A bird winged by with a cat in its beak
Away to St. Peter & the heavens
Shivered, tugging a mothy sweater
Or so he hath many times told me so
I wouldn’t think otherwise. Newspapers
Go on crutches till love has all its rites
lined up like duct tape. A bird
barks at a dog through many a windy
underground parking lot, the echoes
echo: tis a far, far better thing we
wind around our canoe-bound ankles
than we have ever held within our hearts’
creepy & cobwebbed chambers.
At peace with uncertainty as a bird.

SONNETS is made up of twenty-eight numbered poems, and, given such, I would have been curious to know how they composed these collaboratively; I suspect each did a poem in “response” to the prior, as opposed to each composing a couplet in turn (akin to the ongoing collaborations Douglas Barbour and Sheila E. Murphy have been doing with their Continuations). What was their process? And might there be more?
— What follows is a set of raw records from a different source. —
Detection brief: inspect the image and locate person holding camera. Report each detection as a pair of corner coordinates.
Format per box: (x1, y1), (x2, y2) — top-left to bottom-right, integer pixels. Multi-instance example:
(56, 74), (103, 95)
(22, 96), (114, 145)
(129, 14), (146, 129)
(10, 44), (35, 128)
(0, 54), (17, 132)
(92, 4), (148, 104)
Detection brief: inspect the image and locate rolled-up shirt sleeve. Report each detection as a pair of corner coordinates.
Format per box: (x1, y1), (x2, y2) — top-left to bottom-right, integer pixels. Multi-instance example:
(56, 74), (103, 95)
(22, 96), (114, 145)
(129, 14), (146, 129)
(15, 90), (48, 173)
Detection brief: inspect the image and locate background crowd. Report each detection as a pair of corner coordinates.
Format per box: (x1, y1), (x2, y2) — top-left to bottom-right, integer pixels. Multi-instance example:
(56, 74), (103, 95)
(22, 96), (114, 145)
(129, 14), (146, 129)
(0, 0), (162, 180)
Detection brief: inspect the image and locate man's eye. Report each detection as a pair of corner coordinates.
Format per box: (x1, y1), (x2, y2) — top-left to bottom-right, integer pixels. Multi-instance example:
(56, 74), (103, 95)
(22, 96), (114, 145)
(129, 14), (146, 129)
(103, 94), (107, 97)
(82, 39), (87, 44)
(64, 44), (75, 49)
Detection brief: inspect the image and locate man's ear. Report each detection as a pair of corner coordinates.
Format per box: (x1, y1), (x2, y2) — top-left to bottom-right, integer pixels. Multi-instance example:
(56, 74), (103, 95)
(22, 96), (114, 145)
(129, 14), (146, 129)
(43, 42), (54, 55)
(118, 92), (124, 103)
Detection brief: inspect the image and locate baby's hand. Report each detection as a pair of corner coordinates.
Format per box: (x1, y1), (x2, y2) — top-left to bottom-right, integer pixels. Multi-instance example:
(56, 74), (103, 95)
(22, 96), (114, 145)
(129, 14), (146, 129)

Me & Max Jacob & Maxine Chernoff
celebrated every leap year with a plastic
fantasticl lover explosive prose poem.
The paddy wagon parked out front
always on the lookout for paddy cake
or religious icons suddenly appearing in
burritos, donuts, or elevated

opinions of Wallace Stevens.
The Emperor of Slurpees, sez Jacob.
I was born in a basket of drumsticks,
a rhythm-method baby in a world gone
mad, & now I stalk the wild asparagus
& cast aspersions conspicuously.
I do my best, but we come in threes.

While the poems do read as a linked suite of poems, the best I can find as far as compositional notes is on Ross’ own blog, where he writes that the “collaborative project Richard Huttel and I undertook over the past year […]contains 28 sonnets Richard and I wrote, exchanging lines over the Internet.” Given that these are twenty-eight sonnets in conversation, their collaboration is reminiscent of Peter Norman and Stephen Brockwell’s legendary chapbook-length sonnet-collaboration Wild Clover Honey and the Beehive: 28 Sonnets on the Sonnet (Ottawa ON: The Rideau Review Press, 2004), a title I wish would return to print at some point. Will they ever say yes?